Flying again...with a nosewheel

From Matronics

by Austin Tinckler

Went flying today in an RV, for the first time in 3 years, and it was glorious.

It was an unplanned occasion, because the weather was forecast for rain, which here means low ceiling, cruddy day, and poor vis. But at 6:45 a.m. I rolled out of the sack to stick my face out the window for my customary met briefing, and what do I see but a clear silhouette of all the tree line, standing out a crisp black against a red band of horizon sky and azure blue above that. Can you believe it? Met guys are wrong again and a perfect day for flying breaks over the Pacific, and the warm air from the Japanese current has given us another day of Indian Summer. I wait for my friend at the field and I gaze up into the CAVU and see an Eagle riding circles on a thermal about 4,000 feet up. Gawd, my glasses work good!

My pal arrives and preflights and we climb aboard and start up and go. A couple of early Cessnas are ahead of us and we break off and turn on our heading early lest we run them over. Great fun in an RV to see how quickly you overtake another airplane. Not often do you overtake anything.

Normally, we would take a run "ovah za bordah", as Franz would say, but ATIS tells us to keep clear of US airspace. This is, remember, the 22nd, the day of the supposed 2nd attack. F18s will come up to see who and what you are about if you infringe, and yet, in normal times, all we would disturb would be seals lying on rocks, nothing more.

All the fun cannot be held in check though, so a fast low pass over one of our rebel strips in the outback is greeted with some guy in the middle of the strip, waving like mad, his grin evident even from where we sit. And another thing: I remember we are a trike, something new for me, but I cannot see the nose wheel from where I sit and further, the airplane doesn't seem to know nor care either. Flies the same way. No feet on the rudder, just bend the wrist a little so, and our heading has changed a lot.

A yellow plane, which turns out to be red in this sun, casts a shadow along the sand bars of the river, barely 100 feet up as best I can tell. Shadow and airplane are not that far apart. Smoooth today, and we climb to 2500 just for the heck of it, turn toward the hills and shady vision and play among the gaps and out to the river and see 180, point her down a bit and blast over the ferries laying wakes in the muddy water.

We touch and go at a country strip, and what a sweet landing — no shimmy at all — and off and up we go again. Too much fun to stop and eat. This engine sure sounds strong and smooth. Everything in this airplane is just a fingertip away — all the trim and pumps and dials and switches and an hour has flown almost as fast as we have.

The usual weekend traffic has some pilots getting re-reads and slight reprimands from the controller for touch and go when he was supposed to full stop and clear the active, or using the wrong call up point or runway or both, but we all fit in and are cleared straight in from 2 miles. They don't even ask who we are because the transponder shows an airplane faster than you know who, showing a small target and it just has to be that RV.
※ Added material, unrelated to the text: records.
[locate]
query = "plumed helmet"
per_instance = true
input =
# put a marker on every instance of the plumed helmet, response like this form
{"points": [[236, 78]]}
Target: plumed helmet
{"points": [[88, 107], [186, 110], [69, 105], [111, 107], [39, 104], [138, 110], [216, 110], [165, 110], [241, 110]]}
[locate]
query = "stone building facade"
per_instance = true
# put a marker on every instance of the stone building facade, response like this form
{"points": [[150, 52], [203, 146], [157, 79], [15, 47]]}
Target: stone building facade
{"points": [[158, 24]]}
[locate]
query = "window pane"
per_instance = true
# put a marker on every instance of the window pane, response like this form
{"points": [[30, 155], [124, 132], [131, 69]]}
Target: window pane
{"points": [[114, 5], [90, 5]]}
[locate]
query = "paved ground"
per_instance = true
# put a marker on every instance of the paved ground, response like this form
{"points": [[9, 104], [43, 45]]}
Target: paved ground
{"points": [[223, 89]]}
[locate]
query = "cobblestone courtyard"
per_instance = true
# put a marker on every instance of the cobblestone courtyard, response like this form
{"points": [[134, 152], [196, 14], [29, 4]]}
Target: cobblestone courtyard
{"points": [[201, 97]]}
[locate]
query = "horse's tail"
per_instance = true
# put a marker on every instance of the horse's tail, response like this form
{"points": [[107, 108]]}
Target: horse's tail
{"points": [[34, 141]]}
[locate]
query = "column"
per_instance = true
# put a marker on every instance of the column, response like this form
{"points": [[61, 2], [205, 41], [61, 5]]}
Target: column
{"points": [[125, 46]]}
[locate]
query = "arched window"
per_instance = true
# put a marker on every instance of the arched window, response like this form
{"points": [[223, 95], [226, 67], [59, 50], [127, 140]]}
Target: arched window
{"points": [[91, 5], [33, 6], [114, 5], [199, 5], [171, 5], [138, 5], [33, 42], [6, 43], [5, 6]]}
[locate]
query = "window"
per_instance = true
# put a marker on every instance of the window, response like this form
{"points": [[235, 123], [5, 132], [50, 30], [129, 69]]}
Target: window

We are actually asked to slow down, and we line up from far out and just wait and watch the end of the black strip with the numbers come up to meet us.

Again, just holding off while she sinks has us touch the blacktop like a brush on a canvas and — surprise! — our vision forward stays great. Wonderful for short guys. And then I remember the nosewheel again. What a classy touchdown. What a great view forward!

This airplane is so slick that she taxis a tad too fast just at throttle idle, but she can turn on a dime to park and when we get out, just a straight push back has her in exactly the spot she belongs in. Headsets off, canopy back, fresh air in the hair, ears unplug and our engine ticks the cooling ticks and the grins begin to hurt your cheeks. Cessnas and Pipers taxi by and their engines sound the good sound and the sky gets busy all over again. Three years is way too long to be out of the seat of an RV.

Back home I spent countless hours doing the dirty filing, sanding, filling, sanding of the fibreglass stuff, misery only made bearable because it is the finishing touches to get more speed and slippery flight and airborne that much sooner in my own RV. I screwed up the courage to test my strobes and wiring and they are okay. This after weeks of waiting to get the courage up again after I let the smoke out of a bundle of wires and fried a couple of diodes. Electric thingys are akin to black magic.

I did also look out at the wings while along on this ride, and appreciated just how nice a job the paint was, wet looking and very shiny, close enough to reach out and touch with a finger tip. Done by the builder, and just as nice as any portrait. Hope I can do it too.

Keep working and putting the time in. That is the only way you will get up in the air in the early morning in your own speed machine. Then you will forget all the hours and labor you spent to get here. Best of luck to all the builders and dreamers.